Based on most trading ratios, Apple (NASDAQ: AAPL ) looks quite cheap. In fact, it looks like a steal based on a comparison of next year's earnings and today's market price. But this hasn't persuaded many prominent value investors to dive into Apple. I believe that's a function of the high level of uncertainty associated with Apple's future earnings.
Apple looks very cheap
Apple is a value stock based on either trailing earnings or forward estimates of earnings -- 14 times and 12 times, respectively. And that's before adjusting for Apple's huge cash hoard, which would make the company seem even cheaper. It's not as if Apple is a low-quality, cigar-butt-type. It's a high-quality business with a strong brand, loyal following, and nearly 30% operating margins. Growth has slowed a bit, but the company is expected to generate 8% and 10% growth in sales and earnings per share in fiscal 2014. Based on those numbers, you'd expect value investors to be jumping in with both feet. But based on SEC filings, that doesn't seem to be the case.

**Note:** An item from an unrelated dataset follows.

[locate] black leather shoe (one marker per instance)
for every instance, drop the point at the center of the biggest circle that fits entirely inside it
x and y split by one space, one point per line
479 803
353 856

Value investors aren't buying
Aside from a few notable examples, like David Einhorn of Greenlight Capital, most value investors have steered clear of Apple. Based on the most recently filed 13Fs, Baupost Group, Brandes Investment Partners, Southeastern Asset Management, and Berkshire Hathaway don't own any shares. Dodge & Cox and Ruane, Cunniff, & Goldfarb hold only token positions. If you sort through the top 100 owners of Apple stock, you'll see lots of big-name firms, but very few if any dedicated value-investing shops. This is a bit strange. Apple is an above-average company selling at a below-average price based on its historical financials. But value investors aren't buying, and it's probably because of Apple's uncertain future.
Uncertainty clouds intrinsic value
My explanation for this strange phenomenon: Apple's future is too uncertain for value investors. The typical value-investing approach involves coming up with an estimate of intrinsic value based on future earnings, free cash flow, or dividends. This can be done a number of ways -- via a discounted cash flow model, dividend discount model, and so on -- but all the methods require at least a mildly reliable estimate of future economics. Unfortunately, even "mildly reliable" future estimates for Apple are totally impossible. Technology is a tough industry for long-term predictions, and consumer electronics/hardware is particularly fickle. Competition is fierce, and consumer tastes change rapidly. Even Apple, which has always had a popular brand and loyal followers, nearly went under in the late 1990s. Apple's earnings in five to 10 years could be much larger or smaller than today's profits. So coming in with an intrinsic value, which is a key component of value investing, is impossible to do with any sense of intellectual honesty.
None of this is meant to suggest that Apple won't be a good investment going forward. I own it myself. It just doesn't fit as a typical value investment. And investors who own Apple need to be comfortable with a good deal of uncertainty in the future.